3. Aim for accessibility, not perfection
It’s worth finding some guidelines, like the W3C standards. They apply to websites rather than e-learning, so create your own test plans that tick as many of the boxes as possible and find alternatives if you can’t meet a particular requirement.

4. Don’t be tempted to build two versions
Creating a separate version of an e-learning course isn’t inclusive, so it opens you up to equivalence issues. It also adds to your workload, which impacts on the timescales and bottom line, and it can compromise testing procedures.
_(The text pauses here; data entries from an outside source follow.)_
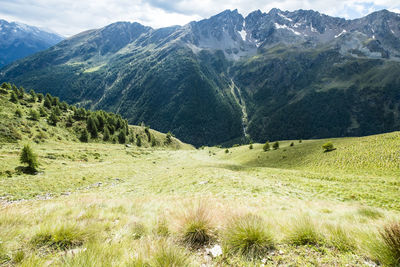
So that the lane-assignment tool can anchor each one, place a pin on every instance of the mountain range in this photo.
(19, 40)
(229, 78)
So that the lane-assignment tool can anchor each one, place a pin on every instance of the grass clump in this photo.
(61, 237)
(341, 239)
(196, 228)
(369, 213)
(327, 147)
(167, 255)
(138, 230)
(387, 248)
(247, 235)
(304, 232)
(161, 228)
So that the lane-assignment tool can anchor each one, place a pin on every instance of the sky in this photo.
(69, 17)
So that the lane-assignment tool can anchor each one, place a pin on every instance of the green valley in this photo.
(111, 203)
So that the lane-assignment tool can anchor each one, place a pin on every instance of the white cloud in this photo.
(69, 17)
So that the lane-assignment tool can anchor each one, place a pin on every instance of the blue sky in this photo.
(69, 17)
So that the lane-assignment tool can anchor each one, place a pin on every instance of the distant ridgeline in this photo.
(41, 117)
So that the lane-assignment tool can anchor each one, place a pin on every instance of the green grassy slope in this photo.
(376, 155)
(105, 204)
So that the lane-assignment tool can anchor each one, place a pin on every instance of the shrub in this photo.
(327, 147)
(161, 228)
(196, 228)
(40, 97)
(304, 232)
(247, 236)
(42, 112)
(53, 119)
(153, 141)
(91, 127)
(28, 157)
(276, 145)
(167, 255)
(18, 113)
(266, 146)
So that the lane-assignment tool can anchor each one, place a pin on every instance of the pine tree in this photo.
(84, 136)
(266, 146)
(276, 145)
(40, 97)
(122, 137)
(13, 97)
(53, 119)
(106, 135)
(47, 102)
(34, 115)
(91, 127)
(18, 113)
(33, 95)
(21, 92)
(28, 157)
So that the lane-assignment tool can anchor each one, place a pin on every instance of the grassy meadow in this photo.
(95, 204)
(151, 200)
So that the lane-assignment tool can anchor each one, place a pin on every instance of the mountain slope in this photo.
(276, 75)
(18, 40)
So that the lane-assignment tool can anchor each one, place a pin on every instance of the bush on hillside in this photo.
(84, 136)
(122, 137)
(18, 113)
(327, 147)
(28, 157)
(276, 145)
(138, 140)
(168, 138)
(106, 135)
(266, 146)
(34, 115)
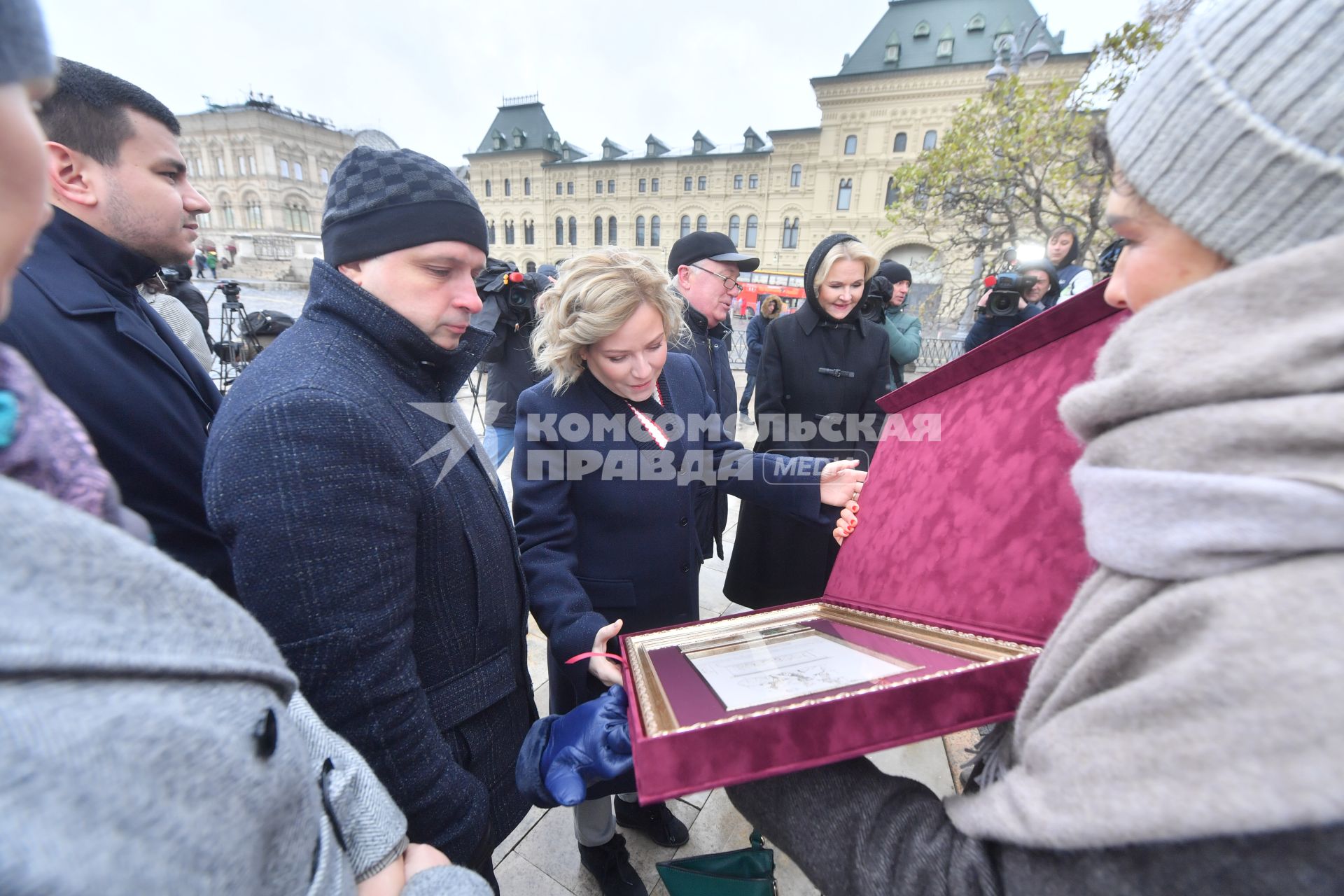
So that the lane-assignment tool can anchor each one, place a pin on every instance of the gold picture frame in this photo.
(656, 710)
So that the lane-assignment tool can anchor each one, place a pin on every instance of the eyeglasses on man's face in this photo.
(729, 284)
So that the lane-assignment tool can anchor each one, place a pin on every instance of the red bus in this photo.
(787, 285)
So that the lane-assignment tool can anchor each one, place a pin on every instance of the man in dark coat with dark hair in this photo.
(369, 531)
(705, 267)
(122, 209)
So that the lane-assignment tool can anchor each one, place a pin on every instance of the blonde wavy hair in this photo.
(596, 295)
(851, 248)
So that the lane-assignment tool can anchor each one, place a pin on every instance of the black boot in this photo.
(655, 820)
(610, 864)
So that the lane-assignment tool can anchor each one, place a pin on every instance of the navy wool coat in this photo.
(600, 548)
(144, 399)
(391, 583)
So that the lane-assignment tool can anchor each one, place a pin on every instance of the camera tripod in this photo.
(237, 344)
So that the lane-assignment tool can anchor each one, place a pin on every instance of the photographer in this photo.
(1004, 304)
(510, 300)
(902, 328)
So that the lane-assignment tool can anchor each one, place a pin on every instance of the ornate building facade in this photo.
(547, 199)
(265, 171)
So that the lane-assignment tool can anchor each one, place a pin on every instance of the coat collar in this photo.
(115, 266)
(335, 296)
(811, 318)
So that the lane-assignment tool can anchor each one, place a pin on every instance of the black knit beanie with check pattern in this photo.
(382, 200)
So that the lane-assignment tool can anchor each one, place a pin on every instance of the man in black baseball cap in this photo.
(705, 269)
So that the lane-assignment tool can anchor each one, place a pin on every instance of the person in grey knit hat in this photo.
(366, 526)
(1180, 732)
(153, 739)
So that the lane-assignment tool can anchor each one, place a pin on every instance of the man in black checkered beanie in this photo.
(366, 526)
(382, 200)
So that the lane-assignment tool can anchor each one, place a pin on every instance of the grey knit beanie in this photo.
(24, 52)
(1234, 132)
(382, 200)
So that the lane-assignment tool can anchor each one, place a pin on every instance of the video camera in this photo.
(514, 292)
(874, 302)
(1006, 290)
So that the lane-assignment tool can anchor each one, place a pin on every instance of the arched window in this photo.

5. Be aware of the common mistakes
Don’t create interactions that require intricate mouse control. Don’t design a course that relies on an awareness of the visual layout. Don’t use descriptions that will be lost on visually impaired users (‘click on the green box on the right…’).

6. Offer alternatives to multimedia elements
Audio and video are commonplace in e-learning these days, but not everyone can benefit from them (and not everybody wants to). Give your users options, such as audio they can turn on or off, or captions and transcripts of videos.

7. Create a user friendly design
When designing your course, think about font size, scroll bars (and how to avoid them) and colour blind users. Summarise graphs, charts and tables so nobody loses out, and make sure your design is consistent and intuitive.

8. Speak in plain English
Accessibility isn’t all about technical features; the language used is equally important. Content that is complex, full of jargon or out of context can put off any user, regardless of disability – including those whose first language isn’t English.

9. Don’t assume ‘accessible’ means ‘limited’
As designers, we’re creative within the parameters of brand guidelines, corporate voice and technical constraints every day. Accessibility’s no different – a good designer can create something attractive, exciting and accessible.

10. Test, test and test some more
By all means make use of the accessibility testing tools available, but don’t exclude human intervention. Ask a diverse pilot group to test thoroughly for accessibility and usability and, if possible, build more than one test into development.